Putin ameaça tirar Rússia do tratado antiarmas europeu

Quinta, 26 de Abril de 2007 às 16:12, por: CdB

O presidente da Rússia, Vladimir Putin, ameaçou nesta quinta-feira retirar o país do Tratado de Armas Convencionais em vigor na Europa, acusando países da Otan (Aliança militar do Ocidente) de ignorar os termos do acordo.

- A coisa certa, para nós, seria impor uma moratória ao tratado até que todos os países da Otan o ratifiquem e comecem a acatá-lo, como a Rússia faz neste momento -, disse Putin, em seu discurso anual no Parlamento russo.

O presidente da Rússia vinculou sua ameaça diretamente ao plano americano de construir um sistema de defesa antimísseis na Polônia e na República Checa, países que faziam parte da Cortina de Ferro nos tempos soviéticos.

- Isso nos dá uma razão genuína para afirmar que, neste caso, os nossos parceiros estão se comportando de forma inapropriada, para dizer o mínimo -, disse o presidente.

O acordo ao qual o presidente russo se refere é o tratado sobre forças convencionais assinado entre a Otan e o Pacto de Varsóvia - a aliança militar da chamada Cortina de Ferro, durante a Guerra Fria - em 1990, antes do fim da União Soviética. O tratado impõe limites à presença de forças militares na Europa.

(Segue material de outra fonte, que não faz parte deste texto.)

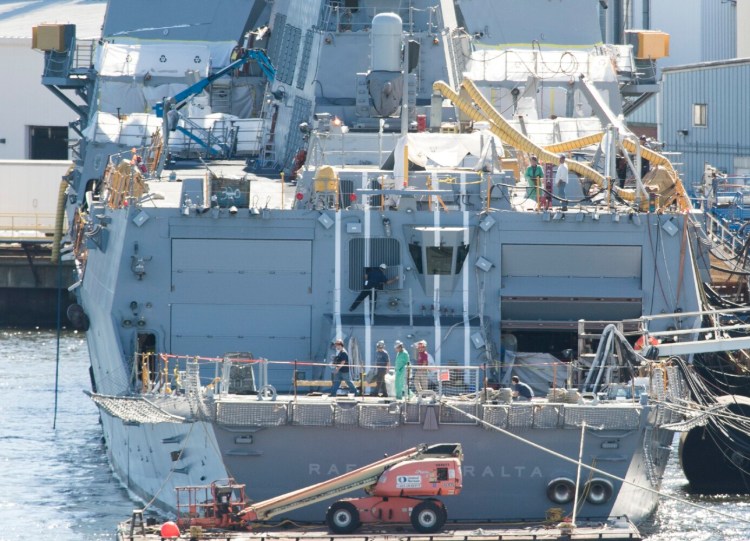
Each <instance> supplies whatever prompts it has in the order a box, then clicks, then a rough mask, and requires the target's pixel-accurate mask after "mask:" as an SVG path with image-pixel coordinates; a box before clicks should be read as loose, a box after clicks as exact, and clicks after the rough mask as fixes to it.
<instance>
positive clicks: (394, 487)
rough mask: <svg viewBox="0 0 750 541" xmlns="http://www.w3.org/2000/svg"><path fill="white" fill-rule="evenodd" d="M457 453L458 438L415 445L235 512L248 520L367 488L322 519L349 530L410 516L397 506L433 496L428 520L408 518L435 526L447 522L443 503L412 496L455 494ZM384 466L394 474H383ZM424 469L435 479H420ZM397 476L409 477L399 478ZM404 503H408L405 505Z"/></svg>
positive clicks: (403, 507)
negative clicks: (404, 516)
mask: <svg viewBox="0 0 750 541" xmlns="http://www.w3.org/2000/svg"><path fill="white" fill-rule="evenodd" d="M461 458H462V451H461V444H459V443H452V444H436V445H431V446H429V447H428V446H426V445H419V446H417V447H412V448H411V449H407V450H406V451H402V452H401V453H398V454H395V455H393V456H390V457H385V458H383V459H382V460H379V461H377V462H373V463H372V464H369V465H367V466H363V467H362V468H359V469H356V470H353V471H351V472H348V473H345V474H343V475H339V476H338V477H334V478H333V479H329V480H327V481H323V482H321V483H317V484H315V485H312V486H310V487H306V488H303V489H300V490H296V491H294V492H289V493H287V494H282V495H281V496H277V497H276V498H271V499H269V500H265V501H263V502H259V503H256V504H253V505H251V506H249V507H247V508H246V509H244V510H242V511H241V512H240V513H239V515H240V516H241V517H242V518H243V519H244V520H247V521H257V520H268V519H270V518H273V517H274V516H277V515H279V514H281V513H285V512H288V511H293V510H294V509H299V508H300V507H305V506H307V505H312V504H314V503H317V502H320V501H323V500H327V499H329V498H333V497H336V496H341V495H343V494H347V493H350V492H354V491H355V490H358V489H365V490H366V491H367V492H368V493H369V494H371V495H372V496H371V497H369V498H362V499H361V500H363V501H364V502H365V503H366V505H362V506H359V505H357V503H358V502H359V501H360V500H358V499H350V500H343V501H340V502H336V503H334V504H333V505H332V506H331V508H330V509H329V512H328V516H327V518H326V520H327V522H328V526H329V527H330V528H331V529H332V530H333V531H334V533H351V532H352V531H354V530H355V529H357V527H358V526H359V525H360V523H361V522H363V521H364V522H375V521H378V520H383V521H386V522H404V521H408V520H409V514H407V515H406V517H405V518H406V520H403V518H404V517H397V515H398V514H399V513H395V512H394V511H395V508H404V507H406V508H408V509H412V508H414V509H416V508H417V507H418V506H419V505H420V504H421V503H423V502H426V501H429V502H431V505H430V506H429V507H430V508H431V509H432V507H433V506H434V507H437V508H438V510H437V511H435V512H434V514H433V515H430V518H428V519H427V520H425V519H424V518H422V520H418V521H417V523H416V524H415V522H414V520H412V524H413V525H414V526H415V528H417V529H418V530H419V531H421V532H434V531H437V530H439V529H440V528H442V525H443V524H444V523H445V520H446V518H447V515H446V513H445V507H443V506H442V503H441V502H439V501H438V500H420V499H418V498H414V497H413V496H418V495H419V496H423V495H456V494H459V493H460V491H461ZM414 466H416V468H415V467H414ZM430 466H432V469H431V468H430ZM417 470H419V471H417ZM386 472H390V473H391V474H392V475H388V476H386V475H385V474H386ZM427 472H430V473H434V474H435V475H434V477H433V479H434V480H436V482H435V481H433V482H432V483H429V482H427V479H424V482H422V480H421V479H419V480H418V478H419V477H420V473H421V474H422V475H424V474H425V473H427ZM399 477H401V478H405V479H408V480H399V479H398V478H399ZM417 485H418V486H417ZM435 485H437V486H435ZM373 500H380V503H383V502H385V503H387V504H388V505H387V508H388V509H387V510H384V509H379V511H380V513H377V512H370V510H371V509H373V508H375V507H377V505H376V502H375V501H373ZM404 503H406V504H407V505H406V506H404ZM374 504H375V505H374ZM363 511H365V513H363Z"/></svg>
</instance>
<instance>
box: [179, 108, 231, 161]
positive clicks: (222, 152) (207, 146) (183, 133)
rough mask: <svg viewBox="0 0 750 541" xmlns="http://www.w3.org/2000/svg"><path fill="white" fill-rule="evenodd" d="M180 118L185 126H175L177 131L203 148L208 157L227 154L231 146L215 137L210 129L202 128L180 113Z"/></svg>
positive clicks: (227, 153) (188, 118) (199, 125)
mask: <svg viewBox="0 0 750 541" xmlns="http://www.w3.org/2000/svg"><path fill="white" fill-rule="evenodd" d="M180 119H181V120H182V122H183V123H184V124H185V126H187V127H185V126H177V131H179V132H180V133H182V134H184V135H185V137H187V138H188V139H190V140H191V141H193V142H194V143H197V144H198V145H199V146H201V147H202V148H203V149H205V150H206V152H208V154H210V155H211V156H210V157H212V158H217V157H225V156H228V155H229V153H230V150H231V148H232V146H231V145H230V144H228V143H227V142H226V141H224V140H222V139H220V138H218V137H216V136H215V135H214V134H213V133H211V131H210V130H207V129H205V128H203V127H202V126H200V125H199V124H197V123H196V122H194V121H192V120H190V119H189V118H187V117H185V116H182V115H180Z"/></svg>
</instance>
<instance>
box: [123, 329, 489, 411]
mask: <svg viewBox="0 0 750 541" xmlns="http://www.w3.org/2000/svg"><path fill="white" fill-rule="evenodd" d="M131 324H132V322H131ZM189 363H198V365H199V368H200V370H199V374H200V375H199V378H200V382H199V384H200V386H201V387H203V388H204V389H206V390H208V391H210V392H211V393H213V394H216V395H222V396H226V395H230V394H233V395H256V394H261V395H263V394H264V393H265V392H266V390H271V389H272V390H273V392H274V393H275V392H276V389H275V387H279V390H280V391H283V392H289V393H290V394H293V395H295V396H296V395H302V394H308V393H309V392H311V391H312V392H316V391H317V392H321V393H330V391H331V389H332V386H333V375H334V373H335V371H334V369H333V367H332V366H331V364H330V363H318V362H306V361H269V360H268V359H256V358H253V356H252V355H251V354H250V353H245V354H241V353H237V354H228V355H227V356H225V357H198V356H185V355H171V354H155V353H138V354H136V356H135V362H134V363H133V381H134V382H135V386H136V388H137V389H138V390H139V391H140V392H141V393H144V394H150V393H159V394H172V393H174V392H181V391H183V390H184V389H185V387H186V374H187V366H188V364H189ZM486 374H487V371H486V369H485V367H483V366H458V365H445V366H434V365H428V366H418V365H413V364H412V365H409V366H407V367H406V368H404V369H403V370H402V371H400V372H398V373H397V371H396V370H395V369H394V368H393V367H392V366H391V367H388V368H386V369H385V370H383V371H379V370H378V368H377V367H375V366H372V367H369V368H367V367H363V366H359V365H354V366H352V367H351V377H352V383H354V385H355V387H356V391H357V393H358V394H364V395H372V396H375V395H377V394H379V391H380V394H385V395H387V396H398V395H400V396H402V397H404V398H409V399H419V398H425V397H436V398H441V397H449V396H452V397H456V396H462V397H464V398H466V399H469V400H472V399H473V400H479V399H480V397H479V396H478V392H480V391H482V390H483V389H484V388H485V386H486V381H485V377H486ZM381 383H382V385H383V386H384V387H385V389H386V393H382V387H381ZM273 384H275V385H273ZM397 386H400V389H401V392H398V390H397ZM272 387H273V388H272ZM340 392H341V394H342V395H343V396H346V395H347V394H353V393H354V392H355V390H354V389H350V388H349V387H348V385H347V384H346V383H345V382H342V383H341V391H340Z"/></svg>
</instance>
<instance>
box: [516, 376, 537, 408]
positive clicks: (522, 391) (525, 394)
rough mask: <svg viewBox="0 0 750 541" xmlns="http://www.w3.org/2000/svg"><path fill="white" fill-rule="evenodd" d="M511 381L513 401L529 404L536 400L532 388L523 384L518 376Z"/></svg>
mask: <svg viewBox="0 0 750 541" xmlns="http://www.w3.org/2000/svg"><path fill="white" fill-rule="evenodd" d="M510 381H511V389H513V400H518V401H519V402H529V401H530V400H531V399H532V398H534V391H532V390H531V387H529V386H528V385H526V384H525V383H523V382H522V381H521V380H520V378H519V377H518V376H513V377H512V378H510Z"/></svg>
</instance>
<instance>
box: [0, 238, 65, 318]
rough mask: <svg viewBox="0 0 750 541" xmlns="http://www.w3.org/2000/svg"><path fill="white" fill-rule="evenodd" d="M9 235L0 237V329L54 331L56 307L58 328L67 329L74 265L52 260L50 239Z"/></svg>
mask: <svg viewBox="0 0 750 541" xmlns="http://www.w3.org/2000/svg"><path fill="white" fill-rule="evenodd" d="M12 233H13V232H9V231H7V230H6V231H3V232H2V233H1V234H0V325H2V326H5V327H45V328H54V327H55V326H56V325H57V309H58V304H59V305H60V310H61V319H60V321H61V324H62V325H63V326H65V325H67V319H66V317H65V310H66V308H67V306H68V305H69V304H70V303H71V302H72V294H71V293H70V292H69V291H68V287H69V286H70V285H71V284H72V283H73V263H72V262H71V261H62V262H54V261H52V260H51V256H52V238H51V237H45V236H43V237H41V238H40V237H38V236H36V237H33V238H32V237H26V238H22V237H20V236H19V235H16V236H13V235H12ZM58 290H60V291H59V293H60V294H59V302H58Z"/></svg>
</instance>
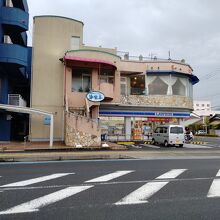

O tratado passou por uma reforma em 1999, depois do fim do Pacto de Varsóvia, mas países da Otan, entre eles muitos antigos integrantes do pacto, ainda não o ratificaram - exigindo, em troca disso, que a Rússia retire tropas que mantém na Geórgia e na Moldávia.

Os Estados Unidos alegam que seus planos nos dois países do Leste Europeu não representam uma ameaça à segurança global.

Para a secretária de Estado americana, Condoleezza Rice, os comentários de Putin foram "ridículos". Ela disse estar disposta a passar o tempo que for necessário para explicar aos russos o que os Estados Unidos pretendem com a instalação do sistema antimísseis.

- Os russos têm milhares de ogivas. A idéia de que, de alguma forma, se possa parar o arsenal nuclear dissuasivo russo com alguns interceptadores (que devem ser instalados na Europa Oriental) não faz sentido -, disse.

Por sua vez, o secretário-geral da Otan, Jaap de Hoop Scheffer, disse que vai pedir à Rússia mais explicações sobre a posição do país.

Muitos avaliam que essas relações estão no pior momento desde o final da guerra fria, e a mensagem de Putin pode piorar isso.

Para Putin, o tratado de armas convencionais seria "compreensível" se o Pacto de Varsóvia continuasse a existir, mas hoje ele apenas restringe o envio de tropas russas a locais que o país julga necessários.